Posts Tagged ‘Variance’

I’m a big fan of On/Off data, which compares a team’s point differential with a player on the court versus when he’s off the court. I’ve referenced it frequently in the past and think it’s one of the more telling reflections of a player’s value to his team in the advanced stat family.

The nice part about On/Off is that it represents what actually happened. The problem with On/Off is it ignores the reasons why it happened. And sometimes, it creates a fuzzy picture because of it.

For example, let’s suppose Kobe Bryant plays the first 40 minutes of the a game and injures his ankle with the score tied at 80. LA wins the game 98-90. The Lakers were dead even when he was in the game, and +8 with him out of the game – Bryant’s on/off would be -8.

In this case, sample size is an issue. But that becomes less of a problem over the course of an entire season. The real concern is the normal variance involved in everyone else’s game. Practically speaking, it takes little outside the norm for Kobe to have played 40 brilliant minutes while his teammates missed a few open shots, and for the opponent to miss a few open shots down the stretch while Kobe’s teammates start hitting them.
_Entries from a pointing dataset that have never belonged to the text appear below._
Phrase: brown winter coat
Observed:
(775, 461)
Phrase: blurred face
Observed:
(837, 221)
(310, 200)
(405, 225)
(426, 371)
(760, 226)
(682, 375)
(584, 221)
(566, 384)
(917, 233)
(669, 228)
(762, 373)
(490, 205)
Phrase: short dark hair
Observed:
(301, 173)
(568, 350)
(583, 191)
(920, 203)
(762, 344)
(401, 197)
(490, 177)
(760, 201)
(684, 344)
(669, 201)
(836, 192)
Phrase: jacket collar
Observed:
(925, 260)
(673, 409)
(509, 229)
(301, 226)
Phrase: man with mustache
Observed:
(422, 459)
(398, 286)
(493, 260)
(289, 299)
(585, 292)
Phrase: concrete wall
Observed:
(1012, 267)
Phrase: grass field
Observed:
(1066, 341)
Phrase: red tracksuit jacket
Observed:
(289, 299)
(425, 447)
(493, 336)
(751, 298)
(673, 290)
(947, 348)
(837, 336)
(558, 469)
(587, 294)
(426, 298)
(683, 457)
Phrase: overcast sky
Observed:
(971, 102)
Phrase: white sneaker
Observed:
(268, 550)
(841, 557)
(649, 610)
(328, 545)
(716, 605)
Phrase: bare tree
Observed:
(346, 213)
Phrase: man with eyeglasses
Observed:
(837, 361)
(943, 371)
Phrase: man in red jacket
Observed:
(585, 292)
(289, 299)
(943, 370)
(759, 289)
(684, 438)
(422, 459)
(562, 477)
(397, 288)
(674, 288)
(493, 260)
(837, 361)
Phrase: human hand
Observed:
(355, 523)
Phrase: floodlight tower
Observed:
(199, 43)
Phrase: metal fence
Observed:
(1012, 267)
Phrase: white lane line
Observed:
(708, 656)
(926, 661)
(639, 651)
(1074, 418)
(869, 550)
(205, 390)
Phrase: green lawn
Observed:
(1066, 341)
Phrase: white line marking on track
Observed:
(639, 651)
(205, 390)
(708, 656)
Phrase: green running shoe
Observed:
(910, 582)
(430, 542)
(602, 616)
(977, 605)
The tendency is to look at a result like that and conclude that Kobe hurt his teammates’ shooting and when he left the game it helped their shooting. He very well may have by not creating good looks for them.
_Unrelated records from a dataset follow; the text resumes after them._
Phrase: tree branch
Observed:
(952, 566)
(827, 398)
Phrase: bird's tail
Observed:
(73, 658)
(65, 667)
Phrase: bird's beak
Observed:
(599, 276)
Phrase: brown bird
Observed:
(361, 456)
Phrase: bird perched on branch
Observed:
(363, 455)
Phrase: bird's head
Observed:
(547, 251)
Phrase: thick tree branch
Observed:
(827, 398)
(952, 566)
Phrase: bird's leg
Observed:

Then again, players hit unguarded 3-pointers about 38% of the time. Which means if the average shooter attempts five open 3-pointers, he will miss all five about 10% of the time, simply based on the probabilistic nature of shooting. A fact that has little to do with Kobe or any of the other players on the court.

In our hypothetical situation, all it takes is an 0-5 stretch from the opponent and a 3-5 stretch from LA to produce Kobe’s ugly -8 differential. The great college basketball statistician Ken Pomeroy ran some illuminating experiments on the natural variance in such numbers. His treatise is worth the read, but the gist of it is that his average player — by definition — produced a -57 on/off after 28 games (-5.7 per game) due to standard variance in a basketball game outside of that player’s control. Think about that.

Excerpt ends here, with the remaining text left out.